Aku tidak layak untuk perhatianmu, aku yakin… Kamu, yang terlahir dengan segalanya. Aku sangat membencimu, aku tidak tahan.
Dia tahu kebenciannya padanya tidak masuk akal, tetapi kecemburuan Rosetta pada Liam begitu kuat sehingga dia tidak bisa tidak membencinya.
===
Di gang gelap di Ibu Kota Planet Pemandu mengintai. Saat dia melihat gelandangan mengaduk-aduk sampah, dia menggertakkan giginya karena frustrasi.
“Sial… Kenapa ini terjadi padaku?”
Saat ini, Pemandu hampir sama dengan spesimen ini. Kotor dan tak berdaya, ia mengembara mencari rezeki. Ikatannya dengan Liam telah menjadi begitu kuat sehingga dia hanya bisa memberi makan secara efektif pada perasaan negatif yang ada hubungannya dengan bocah itu. Pemandu hanya bisa bertahan hidup dengan sisa-sisa perasaan buruk apa pun yang bisa dia dapatkan.

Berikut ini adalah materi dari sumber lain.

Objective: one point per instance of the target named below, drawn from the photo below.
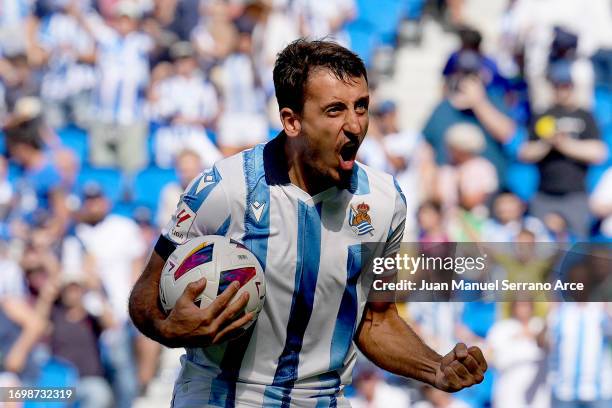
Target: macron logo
(182, 216)
(257, 209)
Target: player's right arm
(187, 325)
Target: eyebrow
(338, 103)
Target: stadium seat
(147, 185)
(111, 181)
(77, 140)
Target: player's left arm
(390, 343)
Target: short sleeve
(203, 209)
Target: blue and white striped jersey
(123, 73)
(300, 352)
(581, 358)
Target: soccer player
(293, 202)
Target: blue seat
(77, 140)
(110, 179)
(148, 184)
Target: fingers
(219, 304)
(458, 353)
(232, 328)
(232, 310)
(477, 354)
(461, 351)
(194, 289)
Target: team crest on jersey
(360, 220)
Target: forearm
(144, 304)
(500, 126)
(587, 151)
(391, 344)
(534, 151)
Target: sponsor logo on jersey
(184, 220)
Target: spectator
(581, 364)
(185, 105)
(78, 319)
(215, 35)
(510, 218)
(117, 247)
(401, 153)
(69, 55)
(319, 19)
(563, 141)
(518, 359)
(118, 134)
(243, 122)
(38, 190)
(20, 331)
(466, 100)
(374, 392)
(601, 203)
(467, 182)
(188, 166)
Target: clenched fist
(461, 368)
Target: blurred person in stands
(471, 41)
(118, 250)
(318, 19)
(509, 218)
(274, 29)
(20, 331)
(434, 398)
(374, 392)
(188, 166)
(7, 195)
(600, 203)
(78, 317)
(119, 131)
(243, 122)
(215, 35)
(467, 182)
(467, 101)
(513, 344)
(563, 141)
(580, 355)
(185, 105)
(68, 53)
(38, 189)
(401, 153)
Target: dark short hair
(24, 133)
(300, 58)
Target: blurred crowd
(110, 107)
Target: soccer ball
(221, 261)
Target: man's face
(334, 122)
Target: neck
(300, 174)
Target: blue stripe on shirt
(306, 274)
(223, 387)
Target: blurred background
(495, 116)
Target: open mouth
(347, 155)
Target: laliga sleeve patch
(182, 224)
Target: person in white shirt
(185, 105)
(118, 249)
(69, 76)
(118, 133)
(519, 360)
(243, 122)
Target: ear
(291, 122)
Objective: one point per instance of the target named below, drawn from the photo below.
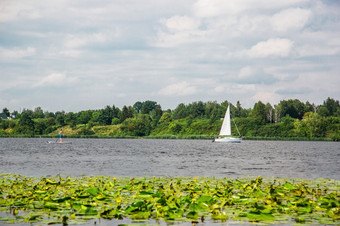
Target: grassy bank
(66, 200)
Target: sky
(87, 54)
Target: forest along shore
(289, 120)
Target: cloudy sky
(86, 54)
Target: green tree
(127, 112)
(38, 113)
(26, 124)
(331, 105)
(106, 116)
(138, 106)
(293, 108)
(180, 111)
(148, 106)
(259, 111)
(84, 117)
(6, 111)
(138, 126)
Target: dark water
(144, 157)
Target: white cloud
(290, 19)
(16, 53)
(276, 47)
(178, 89)
(55, 79)
(214, 8)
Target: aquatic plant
(66, 200)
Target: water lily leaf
(192, 215)
(289, 186)
(93, 191)
(255, 216)
(87, 211)
(205, 198)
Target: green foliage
(66, 200)
(292, 119)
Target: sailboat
(226, 130)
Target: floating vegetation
(66, 200)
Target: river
(153, 157)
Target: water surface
(148, 157)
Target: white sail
(225, 129)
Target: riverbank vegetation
(66, 200)
(289, 119)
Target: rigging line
(235, 124)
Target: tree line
(289, 118)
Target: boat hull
(228, 140)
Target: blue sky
(81, 54)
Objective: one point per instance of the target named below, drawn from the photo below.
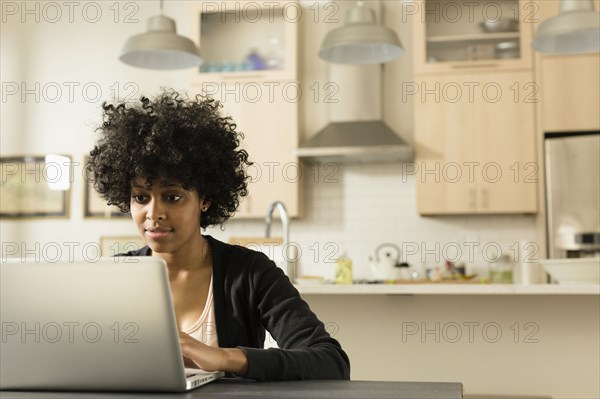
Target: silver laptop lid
(107, 325)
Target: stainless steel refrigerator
(573, 194)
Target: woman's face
(167, 216)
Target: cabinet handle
(243, 77)
(485, 199)
(472, 198)
(467, 66)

Bahkan sekarang, meskipun dia jauh, perasaan terima kasih Liam mencapai Pemandu, mencekiknya. Dia terhuyung-huyung, memegangi dadanya, mengumpulkan emosi negatif apa pun yang bisa dia hadapi, tetapi penyerapannya terhadap mereka sangat tidak efisien. Dalam keadaan normal, dia bisa mendapatkan cukup rezeki dari satu orang, tetapi saat ini dibutuhkan sekitar sepuluh untuk membuatnya tetap bertahan.

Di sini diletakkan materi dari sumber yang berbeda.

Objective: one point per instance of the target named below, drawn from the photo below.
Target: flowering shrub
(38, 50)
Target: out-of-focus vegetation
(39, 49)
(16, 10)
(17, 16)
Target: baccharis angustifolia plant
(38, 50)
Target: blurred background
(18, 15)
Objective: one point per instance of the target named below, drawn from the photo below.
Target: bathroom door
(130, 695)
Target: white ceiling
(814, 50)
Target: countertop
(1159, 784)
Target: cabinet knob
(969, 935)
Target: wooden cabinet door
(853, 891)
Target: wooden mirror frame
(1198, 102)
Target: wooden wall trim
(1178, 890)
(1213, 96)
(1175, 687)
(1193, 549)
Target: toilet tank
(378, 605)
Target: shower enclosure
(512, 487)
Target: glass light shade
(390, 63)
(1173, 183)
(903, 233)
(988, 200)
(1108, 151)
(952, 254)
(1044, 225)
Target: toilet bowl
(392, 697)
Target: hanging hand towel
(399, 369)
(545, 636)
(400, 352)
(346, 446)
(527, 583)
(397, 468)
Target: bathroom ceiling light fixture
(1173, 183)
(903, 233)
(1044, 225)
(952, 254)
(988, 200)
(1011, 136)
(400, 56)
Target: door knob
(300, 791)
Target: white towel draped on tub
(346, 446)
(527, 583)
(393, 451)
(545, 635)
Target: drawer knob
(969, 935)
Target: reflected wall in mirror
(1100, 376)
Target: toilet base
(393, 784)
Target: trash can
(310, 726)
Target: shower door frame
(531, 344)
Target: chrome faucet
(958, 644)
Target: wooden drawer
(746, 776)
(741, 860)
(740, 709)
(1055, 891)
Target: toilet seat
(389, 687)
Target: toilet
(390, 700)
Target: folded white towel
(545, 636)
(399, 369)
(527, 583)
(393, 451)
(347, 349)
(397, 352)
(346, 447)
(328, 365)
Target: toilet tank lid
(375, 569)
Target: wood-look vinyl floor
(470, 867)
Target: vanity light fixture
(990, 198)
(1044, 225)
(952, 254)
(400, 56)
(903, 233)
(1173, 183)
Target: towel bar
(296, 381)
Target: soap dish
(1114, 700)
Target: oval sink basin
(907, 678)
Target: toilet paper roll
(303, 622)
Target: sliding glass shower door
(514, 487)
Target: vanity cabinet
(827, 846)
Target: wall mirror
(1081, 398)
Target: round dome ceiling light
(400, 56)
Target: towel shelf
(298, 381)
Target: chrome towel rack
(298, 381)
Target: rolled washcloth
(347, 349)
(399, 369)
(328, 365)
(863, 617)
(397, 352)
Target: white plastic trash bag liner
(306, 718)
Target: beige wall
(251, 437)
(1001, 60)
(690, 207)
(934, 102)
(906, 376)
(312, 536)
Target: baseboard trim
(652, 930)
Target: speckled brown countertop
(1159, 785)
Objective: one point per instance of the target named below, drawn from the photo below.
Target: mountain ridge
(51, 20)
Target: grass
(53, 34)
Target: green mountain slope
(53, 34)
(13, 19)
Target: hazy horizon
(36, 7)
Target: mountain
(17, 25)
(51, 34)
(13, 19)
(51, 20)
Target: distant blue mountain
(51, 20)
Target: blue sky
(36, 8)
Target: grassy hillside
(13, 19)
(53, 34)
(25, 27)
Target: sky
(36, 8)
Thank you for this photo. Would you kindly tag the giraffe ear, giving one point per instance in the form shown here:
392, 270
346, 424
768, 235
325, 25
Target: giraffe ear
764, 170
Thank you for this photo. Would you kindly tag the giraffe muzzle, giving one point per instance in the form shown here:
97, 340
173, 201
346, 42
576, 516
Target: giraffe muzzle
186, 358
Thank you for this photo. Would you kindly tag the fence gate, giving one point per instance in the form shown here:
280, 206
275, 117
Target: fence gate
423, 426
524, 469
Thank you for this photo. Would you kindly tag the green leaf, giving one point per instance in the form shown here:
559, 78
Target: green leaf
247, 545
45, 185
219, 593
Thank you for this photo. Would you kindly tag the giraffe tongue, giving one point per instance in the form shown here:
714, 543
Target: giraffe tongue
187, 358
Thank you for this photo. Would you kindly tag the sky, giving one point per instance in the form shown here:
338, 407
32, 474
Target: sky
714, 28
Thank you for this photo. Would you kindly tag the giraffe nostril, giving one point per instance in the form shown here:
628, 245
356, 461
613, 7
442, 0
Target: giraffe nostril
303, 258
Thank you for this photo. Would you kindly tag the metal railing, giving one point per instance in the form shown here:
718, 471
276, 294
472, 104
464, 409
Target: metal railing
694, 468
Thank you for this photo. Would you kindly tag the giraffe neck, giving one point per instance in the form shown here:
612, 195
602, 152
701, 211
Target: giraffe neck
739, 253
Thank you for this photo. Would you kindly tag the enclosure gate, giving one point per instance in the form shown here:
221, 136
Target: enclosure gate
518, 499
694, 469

Saat Pemandu berkeliaran dengan sedih untuk mencari emosi negatif, berurusan dengan rasa sakit karena rasa terima kasih Liam, dia mengungkapkan dendamnya dengan keras.
“Aku akan membunuhmu … aku akan membunuhmu …”

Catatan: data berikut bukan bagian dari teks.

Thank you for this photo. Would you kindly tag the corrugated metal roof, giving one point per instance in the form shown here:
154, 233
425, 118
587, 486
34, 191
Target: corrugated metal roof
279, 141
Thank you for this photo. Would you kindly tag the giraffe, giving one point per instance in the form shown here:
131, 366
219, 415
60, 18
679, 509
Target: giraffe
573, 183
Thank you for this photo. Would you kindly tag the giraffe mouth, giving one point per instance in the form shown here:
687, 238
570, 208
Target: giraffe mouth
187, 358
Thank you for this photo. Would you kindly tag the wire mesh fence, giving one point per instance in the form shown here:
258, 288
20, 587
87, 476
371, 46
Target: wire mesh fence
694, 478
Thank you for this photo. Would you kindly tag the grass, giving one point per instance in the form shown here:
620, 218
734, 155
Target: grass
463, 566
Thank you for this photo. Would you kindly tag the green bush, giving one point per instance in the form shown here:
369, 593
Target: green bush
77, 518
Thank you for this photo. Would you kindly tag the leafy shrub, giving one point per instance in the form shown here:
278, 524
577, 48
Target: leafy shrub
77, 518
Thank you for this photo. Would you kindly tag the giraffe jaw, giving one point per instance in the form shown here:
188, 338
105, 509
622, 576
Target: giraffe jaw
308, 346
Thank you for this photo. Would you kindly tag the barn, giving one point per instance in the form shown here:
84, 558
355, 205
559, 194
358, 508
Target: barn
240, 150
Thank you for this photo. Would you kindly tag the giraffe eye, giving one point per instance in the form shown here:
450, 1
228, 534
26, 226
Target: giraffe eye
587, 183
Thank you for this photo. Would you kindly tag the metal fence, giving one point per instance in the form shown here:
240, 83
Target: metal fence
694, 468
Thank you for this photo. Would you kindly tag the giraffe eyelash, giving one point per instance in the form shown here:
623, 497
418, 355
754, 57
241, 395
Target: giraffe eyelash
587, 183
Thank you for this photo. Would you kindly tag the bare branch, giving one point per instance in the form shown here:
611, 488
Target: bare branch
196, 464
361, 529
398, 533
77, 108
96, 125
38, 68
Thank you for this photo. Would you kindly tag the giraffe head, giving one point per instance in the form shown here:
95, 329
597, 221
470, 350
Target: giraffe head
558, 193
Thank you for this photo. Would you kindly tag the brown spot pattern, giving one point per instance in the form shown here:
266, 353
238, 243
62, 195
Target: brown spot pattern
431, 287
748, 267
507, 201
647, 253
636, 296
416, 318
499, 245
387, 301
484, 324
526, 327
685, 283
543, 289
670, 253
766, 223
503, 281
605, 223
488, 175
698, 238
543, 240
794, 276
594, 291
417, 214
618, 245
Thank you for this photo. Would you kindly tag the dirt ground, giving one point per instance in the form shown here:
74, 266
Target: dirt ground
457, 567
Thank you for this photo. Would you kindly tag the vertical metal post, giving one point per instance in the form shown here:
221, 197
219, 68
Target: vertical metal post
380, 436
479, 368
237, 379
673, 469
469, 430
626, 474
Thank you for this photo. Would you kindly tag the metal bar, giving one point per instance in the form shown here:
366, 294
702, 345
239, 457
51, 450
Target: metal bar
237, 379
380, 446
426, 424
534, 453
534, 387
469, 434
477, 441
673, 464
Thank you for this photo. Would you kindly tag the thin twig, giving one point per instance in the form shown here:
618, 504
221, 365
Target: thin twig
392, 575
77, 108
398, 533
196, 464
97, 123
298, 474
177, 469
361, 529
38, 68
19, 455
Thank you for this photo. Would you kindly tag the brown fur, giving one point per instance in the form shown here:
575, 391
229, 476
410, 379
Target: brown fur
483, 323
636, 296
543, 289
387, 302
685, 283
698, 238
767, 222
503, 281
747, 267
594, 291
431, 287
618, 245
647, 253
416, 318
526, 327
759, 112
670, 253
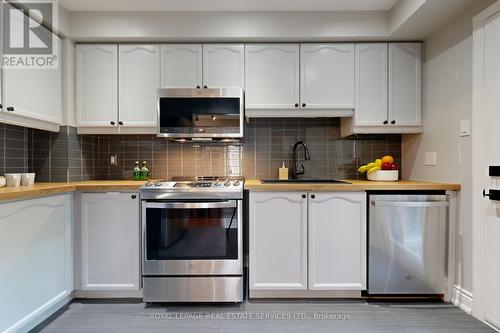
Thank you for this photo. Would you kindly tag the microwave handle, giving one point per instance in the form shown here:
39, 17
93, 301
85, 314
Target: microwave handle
192, 205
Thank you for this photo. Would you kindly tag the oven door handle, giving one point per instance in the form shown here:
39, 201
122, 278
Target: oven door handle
192, 205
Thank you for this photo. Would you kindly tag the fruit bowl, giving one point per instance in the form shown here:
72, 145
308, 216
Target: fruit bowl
384, 176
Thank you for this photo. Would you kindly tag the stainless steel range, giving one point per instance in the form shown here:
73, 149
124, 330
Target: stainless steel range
192, 247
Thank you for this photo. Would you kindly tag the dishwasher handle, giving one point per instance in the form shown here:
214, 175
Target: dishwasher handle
416, 204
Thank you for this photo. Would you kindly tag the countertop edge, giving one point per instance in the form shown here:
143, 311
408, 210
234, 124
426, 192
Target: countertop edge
46, 189
356, 185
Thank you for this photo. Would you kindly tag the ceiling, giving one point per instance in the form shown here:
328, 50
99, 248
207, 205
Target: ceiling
228, 5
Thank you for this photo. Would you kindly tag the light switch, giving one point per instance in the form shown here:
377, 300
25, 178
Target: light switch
465, 127
431, 158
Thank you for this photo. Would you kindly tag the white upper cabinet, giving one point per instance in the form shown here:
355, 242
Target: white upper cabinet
32, 97
110, 241
371, 84
272, 76
388, 89
223, 65
34, 94
97, 85
327, 76
139, 78
181, 65
405, 82
337, 241
278, 241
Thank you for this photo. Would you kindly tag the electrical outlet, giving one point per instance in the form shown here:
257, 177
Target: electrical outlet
431, 158
465, 127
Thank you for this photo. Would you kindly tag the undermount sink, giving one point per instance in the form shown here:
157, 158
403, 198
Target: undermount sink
302, 181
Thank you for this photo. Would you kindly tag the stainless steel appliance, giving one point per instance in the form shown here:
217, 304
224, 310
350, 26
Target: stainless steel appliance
192, 247
201, 114
407, 244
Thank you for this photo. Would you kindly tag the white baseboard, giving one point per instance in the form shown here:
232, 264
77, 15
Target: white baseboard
108, 293
462, 298
43, 312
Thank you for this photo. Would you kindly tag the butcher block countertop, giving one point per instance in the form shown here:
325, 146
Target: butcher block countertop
45, 189
356, 185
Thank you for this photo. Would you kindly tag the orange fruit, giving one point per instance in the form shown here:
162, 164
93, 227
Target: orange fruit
387, 159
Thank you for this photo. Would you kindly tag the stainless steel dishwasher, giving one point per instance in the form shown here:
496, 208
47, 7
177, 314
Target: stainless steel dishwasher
407, 244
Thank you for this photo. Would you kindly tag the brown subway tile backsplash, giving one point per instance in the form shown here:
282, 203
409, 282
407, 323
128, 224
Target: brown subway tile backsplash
268, 143
66, 156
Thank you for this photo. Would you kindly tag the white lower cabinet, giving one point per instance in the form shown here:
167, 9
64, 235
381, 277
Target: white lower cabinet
36, 255
109, 229
337, 241
307, 244
278, 241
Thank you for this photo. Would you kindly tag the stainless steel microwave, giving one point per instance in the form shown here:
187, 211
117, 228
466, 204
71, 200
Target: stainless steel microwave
199, 114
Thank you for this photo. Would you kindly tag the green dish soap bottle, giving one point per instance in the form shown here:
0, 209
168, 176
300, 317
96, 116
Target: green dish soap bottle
144, 171
137, 171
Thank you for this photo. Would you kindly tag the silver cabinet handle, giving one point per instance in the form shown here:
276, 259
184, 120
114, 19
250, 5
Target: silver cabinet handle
416, 204
192, 205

Pemandu bersumpah untuk membalas dendam dan bertekad untuk memutuskan hubungannya dengan Liam dan bebas dari penderitaan ini, tetapi untuk mencapai itu, dia harus perlahan tapi pasti mengumpulkan emosi negatif apa pun yang dia bisa, betapapun tidak efisiennya.
Tiba-tiba, gelandangan yang dia incar mulai berkelahi satu sama lain.
“Hei, aku menemukan makanan itu!”
“Diam! Ini yang kamu dapatkan karena meminum minuman kerasku sebelumnya!”
Namun, ketika Pemandu melewati kedua pria itu, ekspresi sengit mereka melunak.
“M-maaf. Aku sangat lapar. Apakah Kamu keberatan jika kita membaginya?”
“Ya, tidak apa-apa. Aku juga minta maaf. Seharusnya aku tidak menyimpan minuman keras itu untuk diriku sendiri.”
Dengan emosi negatif mereka disedot oleh Pemandu, kedua gelandangan itu meminta maaf dan dengan hati-hati membagi makanan mereka di antara mereka. Pemandu muak dengan pemandangan itu. Dia benci melihat mereka berdamai, tetapi dia tidak memiliki kekuatan untuk membuat mereka bertarung lagi.
Sekali lagi, dia mengungkapkan kebenciannya pada Liam, yang telah mendorongnya ke dalam situasi yang mengerikan ini.
“Tunggu saja, Liam. Aku akan melemparkanmu ke dalam lubang keputusasaan yang paling dalam.”